Louis T. Hunt (c. 1836 - 1901) was a Union Army soldier during the American Civil War. He received the Medal of Honor for gallantry during the Siege of Vicksburg on May 22, 1863.

==Union assault==
On May 22, 1863, General Ulysses S. Grant ordered an assault on the Confederate heights at Vicksburg, Mississippi. The plan called for a storming party of volunteers to build a bridge across a moat and plant scaling ladders against the enemy embankment in advance of the main attack.
The volunteers knew the odds were against survival and the mission was called, in nineteenth century vernacular, a "forlorn hope". Only single men were accepted as volunteers and even then, twice as many men as needed came forward and were turned away. The assault began in the early morning following a naval bombardment.

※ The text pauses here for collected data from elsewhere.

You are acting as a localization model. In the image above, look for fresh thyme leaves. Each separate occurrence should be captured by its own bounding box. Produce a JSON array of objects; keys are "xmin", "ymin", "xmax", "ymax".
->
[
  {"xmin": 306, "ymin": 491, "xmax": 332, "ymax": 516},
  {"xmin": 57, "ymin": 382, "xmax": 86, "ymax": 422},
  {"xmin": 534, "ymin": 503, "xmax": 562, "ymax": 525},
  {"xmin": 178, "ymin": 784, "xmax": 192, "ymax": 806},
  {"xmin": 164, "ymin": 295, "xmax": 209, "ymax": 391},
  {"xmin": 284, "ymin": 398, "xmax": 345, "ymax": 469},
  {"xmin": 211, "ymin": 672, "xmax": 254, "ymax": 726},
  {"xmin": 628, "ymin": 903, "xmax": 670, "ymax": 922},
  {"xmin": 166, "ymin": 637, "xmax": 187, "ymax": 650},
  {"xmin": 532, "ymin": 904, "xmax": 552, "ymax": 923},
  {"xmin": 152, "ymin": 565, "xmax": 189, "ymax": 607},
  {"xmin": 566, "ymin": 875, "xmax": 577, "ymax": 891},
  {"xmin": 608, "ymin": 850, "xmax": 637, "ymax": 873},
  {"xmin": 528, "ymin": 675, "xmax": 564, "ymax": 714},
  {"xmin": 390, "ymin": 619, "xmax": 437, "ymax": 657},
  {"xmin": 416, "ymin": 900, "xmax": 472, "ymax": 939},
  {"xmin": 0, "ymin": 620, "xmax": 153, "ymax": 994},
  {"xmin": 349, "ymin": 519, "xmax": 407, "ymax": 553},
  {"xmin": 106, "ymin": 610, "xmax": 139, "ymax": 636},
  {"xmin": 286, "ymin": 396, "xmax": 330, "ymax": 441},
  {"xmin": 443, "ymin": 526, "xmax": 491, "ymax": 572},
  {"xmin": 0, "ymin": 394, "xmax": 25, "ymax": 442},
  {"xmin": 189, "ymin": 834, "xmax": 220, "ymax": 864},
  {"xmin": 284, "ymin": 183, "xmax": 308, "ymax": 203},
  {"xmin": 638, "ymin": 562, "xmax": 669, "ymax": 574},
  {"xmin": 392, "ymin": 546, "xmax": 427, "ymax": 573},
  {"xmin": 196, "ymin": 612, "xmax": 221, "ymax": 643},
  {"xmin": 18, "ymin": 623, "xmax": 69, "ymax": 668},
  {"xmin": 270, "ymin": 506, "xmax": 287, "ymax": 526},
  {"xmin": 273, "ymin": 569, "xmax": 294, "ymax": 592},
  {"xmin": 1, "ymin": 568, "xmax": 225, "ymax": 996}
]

The Union soldiers came under enemy fire immediately and were pinned down in the ditch they were to cross. Despite repeated attacks by the main Union body, the men of the forlorn hope were unable to retreat until nightfall. Of the 150 men in the storming party, nearly half were killed. Seventy-nine of the survivors were awarded the Medal of Honor.

==Medal of Honor citation==
For gallantry in the charge of the volunteer storming party on 22 May 1863.